We Orthodox Jews in a world of this sort, have a historic responsibility. We must break out of the bonds of our usual discord and wake up our fellow Jews and through them the world. We must educate – first our own Jews, and afterwards all others – that unless the Divine Image fills the human form, then man is better off dead than alive. We must teach all humanity that if you take the word ish, man, and remove the middle letter, yud – which stands for G-d – what you have left is: esh – a consuming fire, whether it be the powerful fire of the crematorium or the cataclysmic fire of the nuclear bomb. Through every available means, through school and through paper, through journal and through speech, through friendship and through example, we must teach the Torah way of life, which in practice for Jews and in its ideals for all people, can alone bring back to man a sense of dignity which comes from the Tzellem Elohim, the Divine Image in which he was created. Yom besorah hu, v’anu mach’shim. We must teach our fellow Jews both the grandeur of our own heritage and also the danger of a secularized, G-dless culture. We must tell them that if they want to assimilate, let them first know the kind of world into which they are assimilating: a sick, sick culture, the very cradle in which Nazism was nursed and weaned. For men who truly believed in G-d could never let “orders” by mere creatures transcend such very basic and fundamental religious principles as “Thou shalt not murder.” A misguided religious bigot will kill individuals in a rage of passion. But cold, white collar, wholesale murder with scientific efficiency is possible only in a secular society in which G-dlessness has allowed science to develop into deadly channels.

There is a nega, a plague, in the soul of modern man, man whose sus and chamor and ohalim are cared for, but whose heart is in disarray, whose spirit is in chaos, whose soul suffers from sickening cynicism, whose core of ish has been obliterated, who is like the ghost of city: only a ghost of a man.
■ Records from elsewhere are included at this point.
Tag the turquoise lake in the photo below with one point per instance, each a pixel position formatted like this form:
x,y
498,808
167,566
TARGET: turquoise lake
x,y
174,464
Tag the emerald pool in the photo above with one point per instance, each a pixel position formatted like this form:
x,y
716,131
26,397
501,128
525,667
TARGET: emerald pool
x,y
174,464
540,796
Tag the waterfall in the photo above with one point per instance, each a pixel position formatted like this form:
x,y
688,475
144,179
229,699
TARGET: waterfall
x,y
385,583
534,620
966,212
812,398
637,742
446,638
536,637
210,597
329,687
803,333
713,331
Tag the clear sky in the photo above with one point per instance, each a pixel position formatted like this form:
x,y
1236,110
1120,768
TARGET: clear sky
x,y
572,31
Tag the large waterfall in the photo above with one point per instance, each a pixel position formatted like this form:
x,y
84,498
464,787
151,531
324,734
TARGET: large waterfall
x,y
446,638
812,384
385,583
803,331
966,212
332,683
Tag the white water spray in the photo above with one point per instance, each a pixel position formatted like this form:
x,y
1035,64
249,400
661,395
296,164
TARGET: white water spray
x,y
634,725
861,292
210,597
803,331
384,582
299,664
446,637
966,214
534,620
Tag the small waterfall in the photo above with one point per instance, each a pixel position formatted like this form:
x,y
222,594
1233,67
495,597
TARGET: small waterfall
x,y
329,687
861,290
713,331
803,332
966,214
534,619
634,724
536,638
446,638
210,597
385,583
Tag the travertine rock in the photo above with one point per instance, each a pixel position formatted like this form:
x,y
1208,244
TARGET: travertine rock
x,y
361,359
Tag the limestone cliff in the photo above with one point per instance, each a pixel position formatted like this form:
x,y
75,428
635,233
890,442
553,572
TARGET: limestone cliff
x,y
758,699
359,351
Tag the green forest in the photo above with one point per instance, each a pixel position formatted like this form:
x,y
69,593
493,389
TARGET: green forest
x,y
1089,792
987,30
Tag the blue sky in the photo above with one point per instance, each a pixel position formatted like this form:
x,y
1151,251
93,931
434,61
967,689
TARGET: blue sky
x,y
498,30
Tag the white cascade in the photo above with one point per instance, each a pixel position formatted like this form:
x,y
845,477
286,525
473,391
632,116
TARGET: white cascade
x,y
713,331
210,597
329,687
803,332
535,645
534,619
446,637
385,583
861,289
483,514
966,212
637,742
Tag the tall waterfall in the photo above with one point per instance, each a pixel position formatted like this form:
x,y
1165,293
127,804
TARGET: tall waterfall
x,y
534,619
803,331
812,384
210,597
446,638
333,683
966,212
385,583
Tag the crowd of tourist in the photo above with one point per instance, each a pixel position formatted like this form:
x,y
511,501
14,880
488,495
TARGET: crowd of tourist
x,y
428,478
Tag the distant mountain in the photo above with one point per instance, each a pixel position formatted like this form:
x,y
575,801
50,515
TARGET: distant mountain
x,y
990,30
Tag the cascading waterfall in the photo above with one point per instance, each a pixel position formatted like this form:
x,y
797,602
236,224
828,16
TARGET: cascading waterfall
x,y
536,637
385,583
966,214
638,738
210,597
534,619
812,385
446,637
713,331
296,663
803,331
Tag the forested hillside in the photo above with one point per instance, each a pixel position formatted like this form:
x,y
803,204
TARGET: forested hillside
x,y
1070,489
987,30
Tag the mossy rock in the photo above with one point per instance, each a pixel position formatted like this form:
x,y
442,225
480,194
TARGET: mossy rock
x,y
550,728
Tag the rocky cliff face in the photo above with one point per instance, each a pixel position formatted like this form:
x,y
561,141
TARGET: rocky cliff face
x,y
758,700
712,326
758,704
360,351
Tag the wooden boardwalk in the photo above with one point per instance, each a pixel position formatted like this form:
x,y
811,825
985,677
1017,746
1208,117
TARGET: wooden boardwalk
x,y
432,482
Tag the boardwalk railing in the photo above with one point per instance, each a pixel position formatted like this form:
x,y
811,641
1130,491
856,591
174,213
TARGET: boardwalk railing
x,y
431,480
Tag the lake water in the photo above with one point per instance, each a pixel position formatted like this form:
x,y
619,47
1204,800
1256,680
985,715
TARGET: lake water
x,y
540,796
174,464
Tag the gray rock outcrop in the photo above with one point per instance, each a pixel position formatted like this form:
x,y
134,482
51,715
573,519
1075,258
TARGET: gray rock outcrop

And our Sidra tells us the one effective procedure for him who suffers a nega, and that is: ve’huva el ha-kohen – he shall be brought to the priest. We must bring the suffering man back to Torah, back to G-d, back to a sense of the sacred. For the nega of our times is a disease of the soul and a plague of the spirit.

If the State of Israel is to serve its historic destiny, then it must assume the role of ish. On the years of its bar mitzvah, it must attempt to achieve religious maturity. Diplomacy, military marches on Independence Day, all this is good and well, but this is not the essence of the destiny of Israel. Israel must now rise to its full historic stature and begin to fulfill the religious role which destiny gave it. There is no doubt that religiously speaking, Israel has made mistakes in the past; only one who is blind will deny that. But, like the proud father of his bar mitzvah son, we recite over Israel the Barukh she-petarani – blessed is G-d who has let us survive those years of immaturity and weakness and mistakes. We now turn to the future, a future which Israel must return to its sacred origins.

The good wishes go out from the hearts of all Jews to the State of Israel. Like the young lad who, as his first mitzvah, learns to lay his tefillin, so do we wish Israel the blessings of tefillin. Just as the tefillin consists of two parts, the shel yad (the part that is wound on the hands) and the shel rosh (the part that is wound on the head), so do we hope that Israel will be strong in hand and dedication of mind and soul to Almighty G-d will be its religious greatness. In its dual capacity as a strong and peaceful nation and as a holy and noble people, may the State of Israel relay its message to all the world, that the G-d who dwells in its midst has given every man the Divine Image, and that every human being must assert the ish within him and articulate the kol adam, the voice of humanity which G-d granted him. For today is a yom besorah, a day of proclamation of this great message, on this day we shall not be silent.

And in return, in the words of the Grace, ha-rachaman yevasser lanu besurot tovot, yeshuot ve’nachmot – the all merciful G-d will proclaim to us good tidings, tidings of salvation and consolation. Amen.